We ate our breakfast near the pool, bittersweet with goodbyes, trading email addresses and promises to share pictures. Alp stayed with us as we prepared to drift off our own ways. He had weathered through our tour with unfailing patience, astounding us with his wealth of knowledge. Such a great, unassuming guy, always smiling, he had made this experimental first tour of ours a great experience.

With the whole day before us, our first stop was to the Bodrum Hamam, a short walk from El Vino.

In the old Ottoman days, the hamam, or Turkish bath, played a very important role in society. It was a place where everyone, no matter their social or financial standing, met to mingle and discuss life.

Men and women typically are segregated. At the Bodrum Hamam, men and women who arrive together pay at the desk, then go separate ways.

First, you enter the changing area where you are given a key and a linen towel (called a pestemal) and shown to a small private room (more like a closet with a window.) Here you change out of your clothes and into your bathing suit if you’re very modest, or simply wrap your naked self up in the pestemal. If you need them, you are given slippers. I had my flip-flaps.

A woman who did not speak any English led me down into the hamam itself. I was the only person there, so I had the whole place to myself.

The walls and floor were made entirely of marble.
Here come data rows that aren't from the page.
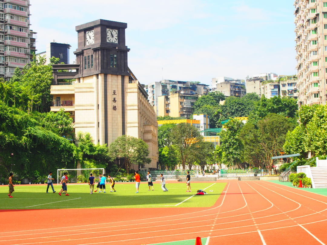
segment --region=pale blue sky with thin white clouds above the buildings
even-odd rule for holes
[[[37,53],[67,42],[76,59],[75,26],[97,19],[127,23],[128,66],[142,84],[162,79],[245,79],[295,74],[292,0],[30,0]]]

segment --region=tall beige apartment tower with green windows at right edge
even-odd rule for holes
[[[327,2],[296,0],[295,50],[298,104],[326,104]]]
Around the perimeter of the large room was a series of small marble basins with cold and hot spigots. The woman indicated that I was to sit next to the tub and dip a plastic bowl into the water, then pour it over my head and body. Then I was to go into the steam room to sweat several minutes. Afterwards, she would return for the scrub down.

She left me alone and I embarked on my Turkish bath experience. First, I adjusted the temperature of the water (I like it hot). Then I dipped the bowl into the marble basin and poured the warm water over my head until I felt sufficiently hydrated.

Carefully walking across the slippery, wet marble floor, I teetered into the steam room and lay down on the marble ledge on top of my pestemal. I do not care much for saunas, so after a few minutes, I was done with the steam and returned to the main room. The woman had not yet returned, so I poured water over myself a few more times, then walked around looking at everything, wishing I had my camera.

In the middle of the room there was a large, round marble platform raised about three feet. It was big enough to accommodate at least ten bodies if they were lined up side by side.

The woman returned and using hand signals, had me lie down on the slab. Since this center stone is positioned above the furnaces which heat the hamam, it was lusciously warm.

Dipping a rough, raw silk mitten, called a kese, into a tub of soapy scented water, she started scrubbing every inch of my body to exfoliate the dead skin. Next she lathered me up with rich olive oil soap, completely enveloping me in piles of soft, frothy bubbles that must have magical properties.

After she was done and rinsed me off with sparkling clean water, I was surprised I had any skin left, but what I had was baby soft.

Wrapped in my pestemal, I followed her back upstairs where  she gave me an invigorating, but relaxing massage.

I emerged into the lobby a few minutes before Gino. No one was at the desk, so I snooped around a bit.

On the other side of that curtain was the men’s waiting area.

This odd bubble on the floor is actually the domed room of the men’s hamam below.

Pretty tiles on the wall

Gino arrived and we compared experiences, both feeling completely renewed in our new skin.

Gino is sold
on the Turkish Bath

Since we had not yet formally relinquished our hotel room, we took showers to remove the excess oil from our skin and changed into fresh clothes. Then saying a last goodbye to our little apartment, we stashed our bags at the office and took off for our last adventure.

This time we were completely on our own: no one to meet and no deadlines to make.